On the upstream service failures the OpenStack infrastructure team already has proxies sitting in front of many of the services, but the pypi outage showed we probably need something even more robust to handle that upstream service outage, possibly rotating between pypi mirrors on the fall-through case, or a better proxy model. The team is already actively exploring solutions to prevent that from happening again.

As always, everyone is welcomed to come help us make everything better. Take a look at the recheck bugs and help us solve them. Join us on #openstack-infra and help with Zuul. Check out what the live Zuul queue looks like. All the code for this system is open source, and available under either the openstack, or openstack-infra github accounts. Patches are always welcome!

Software Engineering Talk at Vassar College

While I’ve been giving talks at conferences and user groups for the last decade, I leveled up a little on Friday and was an invited speaker on the Vassar College Computer Science Asprey Lecture Series. The topic was Software Engineering at Scale, using the OpenStack project as an example.

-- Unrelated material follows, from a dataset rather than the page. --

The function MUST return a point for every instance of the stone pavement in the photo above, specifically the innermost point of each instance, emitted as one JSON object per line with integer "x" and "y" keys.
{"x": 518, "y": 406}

I gave the folks there a glimpse of what’s behind a successful project that is able to integrate code from over 400 unique developers in 5 months time. I talked about planning, the design summits, the contribution and code review tools we use. But, as with every time I talk about OpenStack, the thing that really wows people is the testing infrastructure we’ve got. It was equally latched onto by the students and CIS staff in the room.

On every code submission we run style checks, unit tests (5000 of them in Nova now), and spin up a full OpenStack install and hit it with a nearly 700 test integration suite, before the first humans start looking at the code for manual review. It’s an incredibly empowering system, that means developers have a high bar to submit working code that doesn’t alter the behavior of the system. And it means that by the time the expert eyes do code review, the kinds of problems they are looking for are much more interesting.

Just this morning it meant I could look through a new proposed extension in gerrit and focus on some of the functional behavior, including understanding which kinds of code the test system has a harder time touching. The confidence that gives you as a reviewer that everything isn’t on the verge of breaking all the time, is enormous.

I’ve submitted a similar talk to the OpenStack summit, with a slightly different perspective of educating new developers on what the process from idea to code landing in the OpenStack tree is. Hoping that gets selected as it should be a good talk, and give me an excuse to polish some of my code flow diagrams a bit more.